On Monday morning, Georgia Gov. Nathan Deal vetoed HB 757, a “religious freedom” anti-LGBT bill that sparked much controversy after it was passed by Georgia’s legislature.
HB 757 was proclaimed as a First Amendment Defense Act bill that protected the “religious freedoms” of Georgia citizens, allowing “faith-based organizations” to deny services to anyone who violated their beliefs or faith. This includes denying someone from renting or leasing property, as well as refusing to perform marriage ceremonies.
Georgia hosts several large corporations, and many major studios film in the state—within the past week, Disney, Marvel, Time Warner, and Viacom all threatened to move their business from Georgia if the discriminatory bill was signed into law. This would gut Georgia a significant portion of the $1.7 billion in revenue it receives from the film and television industry.
More than 500 corporations also banded together to protest the bill via Georgia Prospers, which is a “coalition devoted to opposing discrimination.” This included Coca-Cola, Hope Depot, Marriot, and UPS, while the NFL said it may refuse to hold a Super Bowl in Georgia.
According to New Civil Rights Movement, Gov. Deal claimed he would not “bow to threats” of these businesses, yet sensing a major loss to Georgia’s revenue stream, signed a veto to HB 757 today.
In his comments, Deal states that, “I do not think we have to discriminate against anyone to protect the faith-based community. I believe it is about the character of the state, and the character of our people.”

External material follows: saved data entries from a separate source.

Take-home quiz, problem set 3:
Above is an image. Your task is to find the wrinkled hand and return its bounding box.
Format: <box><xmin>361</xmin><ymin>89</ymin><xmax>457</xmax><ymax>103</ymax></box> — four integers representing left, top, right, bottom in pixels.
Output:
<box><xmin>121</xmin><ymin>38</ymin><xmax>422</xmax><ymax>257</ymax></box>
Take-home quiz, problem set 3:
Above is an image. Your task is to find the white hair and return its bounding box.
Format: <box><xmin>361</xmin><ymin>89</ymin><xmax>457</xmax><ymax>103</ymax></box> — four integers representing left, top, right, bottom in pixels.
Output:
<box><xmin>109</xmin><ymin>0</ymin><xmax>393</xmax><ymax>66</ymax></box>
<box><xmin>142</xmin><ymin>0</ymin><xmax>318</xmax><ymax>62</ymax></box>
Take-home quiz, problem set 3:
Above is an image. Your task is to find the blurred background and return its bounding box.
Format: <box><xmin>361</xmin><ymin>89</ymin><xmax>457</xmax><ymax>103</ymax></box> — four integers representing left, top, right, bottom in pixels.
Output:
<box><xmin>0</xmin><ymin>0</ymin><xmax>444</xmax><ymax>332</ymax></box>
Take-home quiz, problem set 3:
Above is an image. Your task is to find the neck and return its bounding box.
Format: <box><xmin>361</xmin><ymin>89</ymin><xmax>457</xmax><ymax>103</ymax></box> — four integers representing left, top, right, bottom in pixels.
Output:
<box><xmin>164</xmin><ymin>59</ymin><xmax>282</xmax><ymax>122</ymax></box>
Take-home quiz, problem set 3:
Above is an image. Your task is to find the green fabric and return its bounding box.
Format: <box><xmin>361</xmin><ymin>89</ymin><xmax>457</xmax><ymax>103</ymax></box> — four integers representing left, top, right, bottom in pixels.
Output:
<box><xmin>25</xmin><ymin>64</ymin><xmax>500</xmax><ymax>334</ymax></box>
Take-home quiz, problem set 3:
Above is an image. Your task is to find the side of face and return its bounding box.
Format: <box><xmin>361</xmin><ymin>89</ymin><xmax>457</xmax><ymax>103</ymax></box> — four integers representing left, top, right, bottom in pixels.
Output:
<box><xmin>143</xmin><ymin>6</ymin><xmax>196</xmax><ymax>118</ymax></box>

Deal’s real motivation may lie more in what AJC notes: “Deal has zealously guarded the state’s pro-business reputation, which he often says has made Georgia the ‘No. 1 place in the nation to do business.’”
Regardless of his true motives, it is a positive move for the state that Deal has decided to veto the bill. Just last week, North Carolina passed one of the most appalling anti-LGBT pieces of legislation during a special session of Congress that occurred within a day.